But something inside me wilted.
And the silence that settled behind him? Wasn’t stillness. It was distance. It was colder than any silence I’d ever felt from him.
Not cruel. Not indifferent. Just… calculated.
Measured.
Like he’d already decided how far away to stand to keep from catching fire. Or maybe to keep me from burning. I watched the door after he left the room.
Waited.
Expected him to come back.
To say something.
To call me soft or reckless or stupid for what had happened to me.
But he didn’t.
He just let me stand there, bruised and barefoot, wearing his shirt and his silence like a punishment I hadn’t earned yet.
And maybe that was worse. The chain on my collar felt heavier today. Like it had gained weight just from the tension in the air. Like it knew I was running out of time.
By the time I got to the office, I felt like I’d been hollowed out.
Everyone stared again.
Royal gave me a chin lift. Loyal offered a nod. Barron didn’t look up.
I sat at my desk and scrolled through nothing. My inbox was empty. But my chest was full. Too full. Ready to crack.
At 10:02, I got the message.
Office. Now.
Wolfe.
I stood.
My legs felt like they belonged to someone else. The walk down the hallway was too long. Too loud.

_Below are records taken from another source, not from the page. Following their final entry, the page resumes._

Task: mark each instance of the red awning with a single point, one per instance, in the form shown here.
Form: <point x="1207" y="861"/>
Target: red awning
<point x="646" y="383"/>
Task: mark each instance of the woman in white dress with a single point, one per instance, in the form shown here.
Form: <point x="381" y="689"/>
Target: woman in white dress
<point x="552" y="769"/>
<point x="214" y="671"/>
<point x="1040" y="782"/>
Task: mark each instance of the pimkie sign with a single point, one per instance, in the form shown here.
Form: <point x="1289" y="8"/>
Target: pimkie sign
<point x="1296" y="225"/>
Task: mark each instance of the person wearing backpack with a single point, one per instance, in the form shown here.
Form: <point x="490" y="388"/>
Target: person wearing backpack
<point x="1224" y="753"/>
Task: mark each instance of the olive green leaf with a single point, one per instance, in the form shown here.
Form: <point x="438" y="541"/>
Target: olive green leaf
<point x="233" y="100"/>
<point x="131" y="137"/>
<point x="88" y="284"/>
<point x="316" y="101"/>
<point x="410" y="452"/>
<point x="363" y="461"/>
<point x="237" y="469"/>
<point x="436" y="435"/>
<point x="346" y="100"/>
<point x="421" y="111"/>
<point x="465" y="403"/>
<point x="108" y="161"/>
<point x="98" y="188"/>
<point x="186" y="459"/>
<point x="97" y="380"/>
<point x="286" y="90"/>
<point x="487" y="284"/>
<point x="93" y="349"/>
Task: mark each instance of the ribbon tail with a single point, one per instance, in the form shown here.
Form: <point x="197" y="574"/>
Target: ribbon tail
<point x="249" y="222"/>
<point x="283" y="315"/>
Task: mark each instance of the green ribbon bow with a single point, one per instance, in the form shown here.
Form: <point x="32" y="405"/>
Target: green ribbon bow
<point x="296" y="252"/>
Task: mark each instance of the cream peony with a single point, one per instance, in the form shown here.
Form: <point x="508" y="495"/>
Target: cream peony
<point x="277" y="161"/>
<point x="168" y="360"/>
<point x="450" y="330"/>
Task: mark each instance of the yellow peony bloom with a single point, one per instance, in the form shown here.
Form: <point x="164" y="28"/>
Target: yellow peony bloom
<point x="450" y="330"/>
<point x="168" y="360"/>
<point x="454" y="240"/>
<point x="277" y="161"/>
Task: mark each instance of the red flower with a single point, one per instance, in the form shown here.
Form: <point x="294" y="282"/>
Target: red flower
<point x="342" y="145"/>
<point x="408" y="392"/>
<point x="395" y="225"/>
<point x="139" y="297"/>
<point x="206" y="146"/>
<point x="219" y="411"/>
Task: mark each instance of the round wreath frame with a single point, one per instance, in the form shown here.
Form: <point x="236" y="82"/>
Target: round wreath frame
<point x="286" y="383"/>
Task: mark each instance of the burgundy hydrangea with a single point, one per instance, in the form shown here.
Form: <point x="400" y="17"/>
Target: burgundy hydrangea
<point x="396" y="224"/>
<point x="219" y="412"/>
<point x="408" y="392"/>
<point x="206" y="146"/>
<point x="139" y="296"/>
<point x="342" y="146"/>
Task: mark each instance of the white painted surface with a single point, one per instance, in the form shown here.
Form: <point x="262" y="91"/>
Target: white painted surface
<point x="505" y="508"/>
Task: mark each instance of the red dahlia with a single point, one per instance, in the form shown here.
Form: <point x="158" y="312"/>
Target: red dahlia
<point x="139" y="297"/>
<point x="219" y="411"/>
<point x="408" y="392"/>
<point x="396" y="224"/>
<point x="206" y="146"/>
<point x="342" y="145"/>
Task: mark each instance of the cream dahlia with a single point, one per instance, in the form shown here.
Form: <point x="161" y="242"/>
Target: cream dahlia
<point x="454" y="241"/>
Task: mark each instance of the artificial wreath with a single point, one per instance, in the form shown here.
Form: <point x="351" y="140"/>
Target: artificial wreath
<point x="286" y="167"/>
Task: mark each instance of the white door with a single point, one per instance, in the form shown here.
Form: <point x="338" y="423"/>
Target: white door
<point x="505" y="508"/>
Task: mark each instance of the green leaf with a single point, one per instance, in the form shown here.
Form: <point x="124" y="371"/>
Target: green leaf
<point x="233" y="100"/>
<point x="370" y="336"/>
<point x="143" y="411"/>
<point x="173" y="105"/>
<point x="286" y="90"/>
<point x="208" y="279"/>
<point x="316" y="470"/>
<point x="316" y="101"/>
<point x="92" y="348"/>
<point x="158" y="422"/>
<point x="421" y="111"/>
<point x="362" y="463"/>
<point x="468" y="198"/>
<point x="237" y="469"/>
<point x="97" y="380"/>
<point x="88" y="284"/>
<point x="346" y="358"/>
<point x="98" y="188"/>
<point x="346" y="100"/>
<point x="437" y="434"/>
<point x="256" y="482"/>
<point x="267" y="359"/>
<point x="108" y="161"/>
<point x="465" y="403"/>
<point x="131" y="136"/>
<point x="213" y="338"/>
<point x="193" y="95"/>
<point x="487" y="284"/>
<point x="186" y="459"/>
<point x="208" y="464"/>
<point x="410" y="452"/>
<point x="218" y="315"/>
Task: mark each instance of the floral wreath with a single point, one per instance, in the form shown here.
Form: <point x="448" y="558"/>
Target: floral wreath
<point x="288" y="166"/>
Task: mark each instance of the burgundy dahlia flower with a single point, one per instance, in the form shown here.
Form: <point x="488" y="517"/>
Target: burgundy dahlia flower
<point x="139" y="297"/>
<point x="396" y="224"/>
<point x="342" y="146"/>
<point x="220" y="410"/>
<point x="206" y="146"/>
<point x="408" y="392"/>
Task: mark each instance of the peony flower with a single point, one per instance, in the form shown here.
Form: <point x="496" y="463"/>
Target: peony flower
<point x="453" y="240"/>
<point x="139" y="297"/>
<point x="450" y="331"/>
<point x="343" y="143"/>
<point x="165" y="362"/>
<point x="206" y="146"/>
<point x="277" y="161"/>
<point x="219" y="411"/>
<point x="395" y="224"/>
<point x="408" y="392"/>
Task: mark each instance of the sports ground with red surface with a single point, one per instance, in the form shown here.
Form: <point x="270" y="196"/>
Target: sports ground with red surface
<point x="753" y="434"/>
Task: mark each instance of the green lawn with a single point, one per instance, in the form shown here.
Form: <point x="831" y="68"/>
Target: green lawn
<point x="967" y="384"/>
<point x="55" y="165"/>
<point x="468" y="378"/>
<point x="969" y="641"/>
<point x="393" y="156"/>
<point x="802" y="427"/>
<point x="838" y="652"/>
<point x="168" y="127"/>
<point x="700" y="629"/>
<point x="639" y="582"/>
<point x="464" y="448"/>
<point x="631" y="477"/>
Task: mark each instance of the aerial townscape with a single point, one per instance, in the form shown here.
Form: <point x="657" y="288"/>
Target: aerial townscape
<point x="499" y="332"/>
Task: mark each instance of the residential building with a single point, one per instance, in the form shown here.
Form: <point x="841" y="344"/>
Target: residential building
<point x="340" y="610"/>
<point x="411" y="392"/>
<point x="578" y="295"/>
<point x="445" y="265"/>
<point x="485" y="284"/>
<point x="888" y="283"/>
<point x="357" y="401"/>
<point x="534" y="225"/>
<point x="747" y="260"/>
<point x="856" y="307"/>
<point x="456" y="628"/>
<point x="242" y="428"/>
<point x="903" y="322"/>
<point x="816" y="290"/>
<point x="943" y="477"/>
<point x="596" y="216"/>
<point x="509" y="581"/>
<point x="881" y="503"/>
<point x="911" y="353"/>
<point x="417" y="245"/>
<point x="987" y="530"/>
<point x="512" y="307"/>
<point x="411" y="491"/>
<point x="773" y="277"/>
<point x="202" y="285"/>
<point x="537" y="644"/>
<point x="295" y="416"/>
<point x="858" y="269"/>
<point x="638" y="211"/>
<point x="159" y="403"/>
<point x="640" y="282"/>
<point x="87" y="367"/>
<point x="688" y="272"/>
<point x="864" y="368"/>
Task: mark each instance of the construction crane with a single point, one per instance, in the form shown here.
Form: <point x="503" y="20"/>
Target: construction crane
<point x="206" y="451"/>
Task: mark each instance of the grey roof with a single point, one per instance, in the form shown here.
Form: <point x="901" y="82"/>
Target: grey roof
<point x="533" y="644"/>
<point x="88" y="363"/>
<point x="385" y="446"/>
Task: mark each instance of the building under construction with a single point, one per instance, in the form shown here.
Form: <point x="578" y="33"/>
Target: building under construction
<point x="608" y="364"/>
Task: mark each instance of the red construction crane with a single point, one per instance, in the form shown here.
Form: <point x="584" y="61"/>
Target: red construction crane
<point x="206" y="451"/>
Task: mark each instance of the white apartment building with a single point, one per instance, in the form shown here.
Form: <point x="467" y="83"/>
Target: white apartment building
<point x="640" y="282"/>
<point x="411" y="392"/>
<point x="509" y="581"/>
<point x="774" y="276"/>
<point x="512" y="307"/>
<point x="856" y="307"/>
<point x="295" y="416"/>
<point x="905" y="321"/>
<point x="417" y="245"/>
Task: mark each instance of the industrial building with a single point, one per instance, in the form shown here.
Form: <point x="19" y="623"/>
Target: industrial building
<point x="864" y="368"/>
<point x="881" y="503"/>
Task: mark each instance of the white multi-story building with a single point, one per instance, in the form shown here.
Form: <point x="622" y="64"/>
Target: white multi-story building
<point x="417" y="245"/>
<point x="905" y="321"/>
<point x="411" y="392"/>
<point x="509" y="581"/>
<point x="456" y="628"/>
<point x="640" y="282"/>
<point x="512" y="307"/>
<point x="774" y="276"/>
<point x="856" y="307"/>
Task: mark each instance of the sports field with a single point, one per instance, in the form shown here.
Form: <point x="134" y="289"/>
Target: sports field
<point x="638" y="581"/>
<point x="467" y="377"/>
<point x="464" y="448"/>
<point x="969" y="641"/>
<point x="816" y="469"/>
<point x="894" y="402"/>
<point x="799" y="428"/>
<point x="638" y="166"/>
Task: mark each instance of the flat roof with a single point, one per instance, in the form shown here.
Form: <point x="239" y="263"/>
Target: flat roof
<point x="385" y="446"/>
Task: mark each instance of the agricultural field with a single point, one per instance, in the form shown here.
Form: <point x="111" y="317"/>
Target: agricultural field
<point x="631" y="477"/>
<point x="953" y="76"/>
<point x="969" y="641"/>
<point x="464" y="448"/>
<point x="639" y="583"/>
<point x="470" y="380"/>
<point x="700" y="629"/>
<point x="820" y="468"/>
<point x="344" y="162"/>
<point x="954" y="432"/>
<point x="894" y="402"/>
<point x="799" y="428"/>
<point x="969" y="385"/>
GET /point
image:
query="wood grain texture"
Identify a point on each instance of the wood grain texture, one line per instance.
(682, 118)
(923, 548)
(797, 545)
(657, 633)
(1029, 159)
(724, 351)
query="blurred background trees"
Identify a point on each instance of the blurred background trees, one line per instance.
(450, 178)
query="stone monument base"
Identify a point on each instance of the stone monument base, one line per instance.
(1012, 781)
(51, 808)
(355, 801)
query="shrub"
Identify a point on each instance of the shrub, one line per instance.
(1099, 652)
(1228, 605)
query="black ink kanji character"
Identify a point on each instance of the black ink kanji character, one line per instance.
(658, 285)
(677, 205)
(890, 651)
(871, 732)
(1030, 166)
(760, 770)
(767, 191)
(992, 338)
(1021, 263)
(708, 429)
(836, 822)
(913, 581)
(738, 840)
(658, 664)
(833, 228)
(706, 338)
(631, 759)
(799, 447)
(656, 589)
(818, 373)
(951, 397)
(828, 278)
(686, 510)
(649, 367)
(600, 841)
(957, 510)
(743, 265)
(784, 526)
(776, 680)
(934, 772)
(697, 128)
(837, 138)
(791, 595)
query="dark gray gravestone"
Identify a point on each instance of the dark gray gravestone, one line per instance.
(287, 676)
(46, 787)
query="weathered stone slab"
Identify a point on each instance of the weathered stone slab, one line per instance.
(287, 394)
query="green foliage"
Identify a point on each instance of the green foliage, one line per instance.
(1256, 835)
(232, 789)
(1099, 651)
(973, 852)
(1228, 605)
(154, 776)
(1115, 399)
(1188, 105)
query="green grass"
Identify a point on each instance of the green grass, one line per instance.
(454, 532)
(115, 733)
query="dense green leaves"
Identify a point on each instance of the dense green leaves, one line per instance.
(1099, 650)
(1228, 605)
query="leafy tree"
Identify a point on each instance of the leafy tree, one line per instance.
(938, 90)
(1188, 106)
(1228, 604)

The elevator blinked once behind me as I passed it. I didn’t stop. Didn’t breathe. When I stepped into his office, I didn’t wait to be told. I closed the doorbehind me.
Softclick.
A sound that echoed in my spine.
He didn’t look up right away. Didn’t rise. Just sat there. Across the desk. Hands steepled. Eyes unreadable. His mouth a thin, cold line.
The silence between us didn’t just stretch.
It cracked.
“Do you know what it feels like,” he said, voice low, “to be trusted by a man who already knows you’re lying?”
I froze.
My breath caught. My voice didn’t work. He leaned back slowly. Tilted his head. Watched me like he was cataloguing all the ways I might fold.